I’m clearly not a sociologist, but if I had to hazard a guess, it would be that an expanded welfare state will have a marginal impact on rates of religious attendance and belief in the United States.  Unlike Western Europe, which suffered through several centuries of a stifling, repressive central chuch followed by a century or two of vicious religious warfare, follwed again by several centures of a powerful church, the United States has had a relatively peaceful religious climate, and more importantly, an extraordinarily vibrant and diverse religious atmosphere.  We live in a marketplace of religious ideas, and religious denominations of all shapes and sizes compete vigorously for the attention of American believers.

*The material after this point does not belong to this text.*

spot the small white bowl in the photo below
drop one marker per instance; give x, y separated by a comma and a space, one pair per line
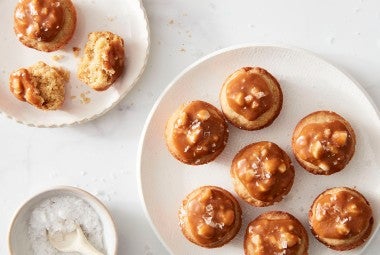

This means two things for American religion: first that Americans are not on the whole hostile to religion or its effects, and second, that American religion is always moving and never stagnant.  The oppositie is true in Western Europe; there are many fewer religious denominations (I think the Catholic Church remains the largest), and those that exist have stagnated for decades.  If the presence of a welfare state has an impact on religious belief, it is only compounded by the state of European religion, and vice versa, mitigated by the state of American religion.  And what’s more, for many communities in the United States —  I’m thinking of Southern whites and African-Americans in particular — religion plays a huge part in civic life, and I doubt that will change even if the government’s reach is (barely) extended.

(h/t to Dmitry)

(cross-posted from U.S. of J.)

Jamelle

Jamelle Bouie is a writer for Slate. He has also written for The Daily Beast, The American Prospect and The Nation. His work centers on politics, race, and the intersection of the two.

You can find him on Twitter, Flickr, and Instagram as jbouie.
  • quadmoniker

    I’m not sure what Wilcox thinks we should do, either? Ensure a certain amount of human suffering so that religion can thrive? That doesn’t seem very religious. And I think we all know what Marx would say here, that people in states that have their most basic needs taken care of are actually able to see religion for what it is.

  • Grump

    I think the problem is how people see religion. is it a means to live better, than being a citizen in a welfare state would go in line with your belief system. However, if people see religion in a limited view as though it is a means for only getting out of tight jams, then we have a problem.

  • Can Wilcox prove that there is a correlation between religiosity and “maintaining the “moral fabric of families and civic institutions”? This seems inherently unquantifiable/immeasurable to me.